In 2011, Cade itself vetoed any type of additional purchase of Usiminas shares by CSN, locking this participation at 17%.

“This restriction remains unchanged,” said the president of Cade, Alexandre Cordeiro de Macedo, during the session.

Since the General Superintendence published the order, about two weeks ago, Usiminas lawyers and representatives have been with CADE advisers to try to convince them that the decision is harmful to the market.

Also according to Usiminas, the flat steel market shows high concentration and restrictions on the entry of new competitors. Together, CSN and Usiminas account for 70%.

On Tuesday (20), Usiminas filed a petition with Cade against the decision. In the document, the company stated that a court decision could not be reversed by the superintendent-general.

People who follow the discussions at CADE say that Barreto made the decision based on other processes with similar decisions.

Despite having obtained a relevant position in Usiminas, including with voting shares, CSN does not participate in the company’s controlling block and has no decision-making power in strategic matters. It could not, for example, veto decisions or investments with which it did not agree.

According to the opinion of the General Superintendence, in the last three years, there has been a turnaround in the steel market with the pandemic and the retraction in consumption in China, the main buyer.

Furthermore, a sale of this magnitude would lead to a forced drop in Usiminas’ market value on B3, the São Paulo Stock Exchange.

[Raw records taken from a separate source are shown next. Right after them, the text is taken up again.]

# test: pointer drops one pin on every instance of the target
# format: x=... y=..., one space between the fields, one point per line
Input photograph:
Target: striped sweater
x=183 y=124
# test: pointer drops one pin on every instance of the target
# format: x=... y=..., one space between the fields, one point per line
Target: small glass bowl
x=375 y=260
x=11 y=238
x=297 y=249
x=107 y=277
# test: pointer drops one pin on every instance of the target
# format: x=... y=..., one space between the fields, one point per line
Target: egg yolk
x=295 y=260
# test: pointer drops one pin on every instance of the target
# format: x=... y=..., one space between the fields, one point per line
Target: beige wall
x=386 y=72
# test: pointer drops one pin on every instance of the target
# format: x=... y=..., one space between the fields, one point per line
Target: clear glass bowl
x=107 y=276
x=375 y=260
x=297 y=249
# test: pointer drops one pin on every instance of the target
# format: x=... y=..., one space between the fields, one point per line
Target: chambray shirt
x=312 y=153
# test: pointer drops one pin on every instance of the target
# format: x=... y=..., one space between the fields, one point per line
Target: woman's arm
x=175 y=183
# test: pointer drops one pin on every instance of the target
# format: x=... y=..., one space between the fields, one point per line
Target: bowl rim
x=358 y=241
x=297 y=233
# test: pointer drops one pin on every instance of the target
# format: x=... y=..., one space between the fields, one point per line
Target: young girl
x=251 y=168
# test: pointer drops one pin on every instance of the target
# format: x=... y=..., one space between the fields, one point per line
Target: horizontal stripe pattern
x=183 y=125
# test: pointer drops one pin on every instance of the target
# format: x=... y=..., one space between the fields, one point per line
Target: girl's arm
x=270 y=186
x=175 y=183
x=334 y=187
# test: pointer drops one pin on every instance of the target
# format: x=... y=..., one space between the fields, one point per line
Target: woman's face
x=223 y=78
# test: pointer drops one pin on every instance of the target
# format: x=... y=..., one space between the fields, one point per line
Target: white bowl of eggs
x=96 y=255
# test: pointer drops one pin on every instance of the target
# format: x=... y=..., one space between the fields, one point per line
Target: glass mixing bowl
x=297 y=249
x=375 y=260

Conflicts between shareholders

Cade’s decision reignited conflicts between Usiminas’ shareholders, according to lawyers involved in the process. The company’s command is divided, basically, between the Japanese Nippon and Mitsui, the Italian-Argentine Techint and the Caixa dos Empregados of Usiminas.

Two minority shareholders, Previ, a pension fund for Banco do Brasil employees, and the brokerage Geração Futuro are also present on the Board of Directors.

Thanks to a court decision, CSN was able to appoint two representatives to the competitor’s board. Cade, who had previously vetoed it, ended up reversing his decision at the time.

CSN and Usiminas shareholders were in a truce after years of a dispute, including a legal one, in which, on the one hand, Usiminas tried to stop the purchase of shares in the company by rival CSN and, on the other, Steinbruch’s company aimed at expanding its participation as a way of seeking to interfere in the company.